Prato, la comunità cinese chiede lutto cittadino, il sindaco (del Pdl) dice no

Pubblicato il 5 Ottobre 2010 - 15:16 OLTRE 6 MESI FA

La comunità cinese si aspettava il lutto cittadino per onorare le tre vittime del sottopasso ferroviario, ma il sindaco di Prato, Roberto Cenni, ha detto no. “Non credo che ci siano i presupposti” ha spiegato il primo cittadino.  Un duro colpo per gli asiatici che vivono nella città, la stessa che notoriamente non ha mai sopportato e visto di buon occhio il proliferare di cittadini provenienti dalla Cina.

Dopo la tragedia nel sottopasso Matteo Ye, una delle voci più ascoltate della comunità di Prato, aveva commentato così a CNR media: “Queste tragedie non devono avvenire in un Paese sviluppato come l’ Italia, sono episodi da luoghi arretrati. E’ una cosa vergognosa”. Ye aveva comunque incitato tutti i cittadini a stringersi intorno alle famiglie delle vittime perché “la solidarietà tra esseri umani, anche se ci fossero odi razziali, davanti ai morti dovrebbe essere automatica”. Ma il no al lutto cittadino potrebbe ulteriormente inasprire i rapporti tra italiani e immigrati cinesi.

Secondo Cenni “dovremo capire le circostanze che l’hanno determinata”, un evento naturale straordinario. ”Mi parlano di più di 100 millimetri in tre ore, quasi un’esplosione d’acqua. Se ci sono responsabilità specifiche lo vedremo – ha detto il sindaco – ma molto spesso si tratta proprio di incapacità dell’uomo a resistere a certi eventi naturali”.

Che tra il sindaco Cenni e i cinesi della città toscana non corra buon sangue è noto. E’ una ruggine che ha radici vecchie ed è finita anche sul New York Times in un lungo reportage in cui si racconta come le aziende tessili cinesi abbiano, di fatto, soppiantato quelle locali. Solo nel 2010 il sindaco ha ordinato 102 sequestri di altrettanti laboratori cinesi. Lotta al sommerso, almeno ufficialmente. In verità un piccolo conflitto di interessi c’è: il sindaco è azionista di maggioranza di un’azienda tessile, la Sasch,  che lavora proprio in Cina. Incroci pericolosi visto che gli operai dell’azienda, lo scorso agosto, hanno indetto uno sciopero.
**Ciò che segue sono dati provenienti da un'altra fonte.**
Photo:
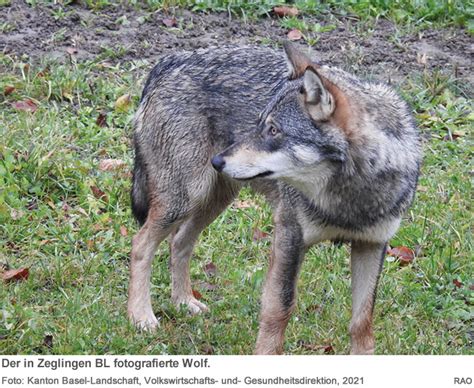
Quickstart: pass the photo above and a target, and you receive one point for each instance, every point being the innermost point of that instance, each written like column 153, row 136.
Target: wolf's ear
column 296, row 60
column 318, row 99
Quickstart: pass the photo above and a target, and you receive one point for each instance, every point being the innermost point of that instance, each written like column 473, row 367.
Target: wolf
column 337, row 157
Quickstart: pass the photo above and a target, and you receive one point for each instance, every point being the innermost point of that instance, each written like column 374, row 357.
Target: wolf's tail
column 139, row 192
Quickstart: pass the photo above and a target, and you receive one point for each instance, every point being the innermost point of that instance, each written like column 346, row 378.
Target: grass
column 76, row 241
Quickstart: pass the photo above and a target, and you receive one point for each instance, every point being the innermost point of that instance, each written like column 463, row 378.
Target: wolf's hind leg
column 183, row 241
column 144, row 246
column 366, row 264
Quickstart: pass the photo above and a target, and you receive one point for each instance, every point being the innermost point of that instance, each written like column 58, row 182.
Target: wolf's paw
column 147, row 322
column 193, row 305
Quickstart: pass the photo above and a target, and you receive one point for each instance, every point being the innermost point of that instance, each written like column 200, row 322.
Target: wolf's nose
column 218, row 162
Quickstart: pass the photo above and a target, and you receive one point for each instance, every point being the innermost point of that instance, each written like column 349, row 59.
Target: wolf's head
column 321, row 119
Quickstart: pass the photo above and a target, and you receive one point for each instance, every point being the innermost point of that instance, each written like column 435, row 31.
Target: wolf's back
column 224, row 88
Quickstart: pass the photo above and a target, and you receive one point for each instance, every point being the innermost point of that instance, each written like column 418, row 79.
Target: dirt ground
column 39, row 32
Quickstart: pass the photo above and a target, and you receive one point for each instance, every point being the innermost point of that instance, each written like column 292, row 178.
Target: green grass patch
column 77, row 241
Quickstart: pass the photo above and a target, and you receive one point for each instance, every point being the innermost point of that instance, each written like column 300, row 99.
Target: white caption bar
column 238, row 371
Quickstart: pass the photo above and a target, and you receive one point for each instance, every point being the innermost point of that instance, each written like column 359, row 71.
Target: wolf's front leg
column 279, row 292
column 366, row 264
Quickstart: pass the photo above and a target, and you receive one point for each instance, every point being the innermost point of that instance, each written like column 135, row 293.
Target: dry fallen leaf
column 101, row 120
column 72, row 50
column 245, row 204
column 421, row 58
column 210, row 269
column 48, row 341
column 404, row 255
column 170, row 22
column 316, row 348
column 285, row 11
column 197, row 294
column 98, row 193
column 122, row 103
column 111, row 164
column 27, row 105
column 295, row 35
column 8, row 89
column 259, row 234
column 123, row 231
column 15, row 274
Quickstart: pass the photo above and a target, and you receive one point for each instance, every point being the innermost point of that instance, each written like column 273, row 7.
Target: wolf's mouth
column 261, row 175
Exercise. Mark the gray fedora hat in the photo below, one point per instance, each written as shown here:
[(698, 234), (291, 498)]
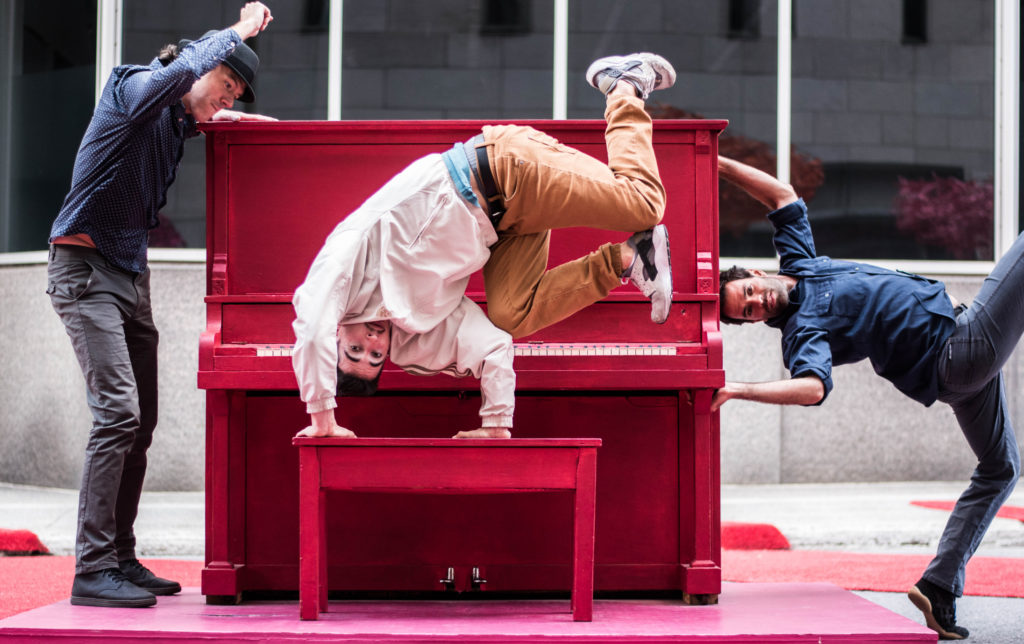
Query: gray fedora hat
[(243, 61)]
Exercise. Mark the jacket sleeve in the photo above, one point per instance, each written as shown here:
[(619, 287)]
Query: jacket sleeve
[(794, 240), (321, 304), (141, 94), (466, 343)]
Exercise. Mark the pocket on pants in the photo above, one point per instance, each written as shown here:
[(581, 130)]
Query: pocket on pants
[(966, 363), (70, 281)]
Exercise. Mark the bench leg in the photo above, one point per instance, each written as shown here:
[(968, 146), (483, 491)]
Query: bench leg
[(583, 530), (310, 546)]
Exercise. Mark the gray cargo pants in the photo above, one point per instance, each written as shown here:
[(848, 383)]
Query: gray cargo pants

Non esattamente una roba da tutti i giorni per Pechino e probabilmente l’intransigenza del Cenni sindaco aveva qualche legame con la punizione del Cenni imprenditore.

Ora la tragedia e il no al lutto cittadino. Un’occasione persa, se non altro, per rendere i rapporti un po’ meno tesi.

I NUMERI In Italia, quella di Prato è la seconda comunità cinese, per numero di componenti, dopo Milano. Se le persone provenienti dalla Cina regolarmente iscritte all’anagrafe oggi sono 117.773, a Prato ne vivono oltre 11 mila (a Milano 14.798; a Roma 7.893; a Firenze 7.549; a Torino 6.480), secondo i dati diffusi recentemente dalla Laogai Research Foundation Italia. Questi i dati ufficiali. Ma se si tiene conto dei molti clandestini che vivono nella comunità, piuttosto chiusa e poco incline ad integrarsi, sarebbero 40/50 mila i cinesi che vivono a Prato.

Secondo i dati della Camera di Commercio, oggi Prato ospita 3.519 imprese manifatturiere a conduzione cinese, il 41,9% sul totale del settore. Di queste, 3.123 (81,8%) realizzano confezioni e solo 202 (7,7%) tessili. Gli immigrati cinesi sono la comunità che manda in patria la maggior quantità di denaro: nel 2008 l’importo delle rimesse ha superato 1,5 miliardi di euro, quasi il 3000% in piu’ rispetto a dieci anni fa.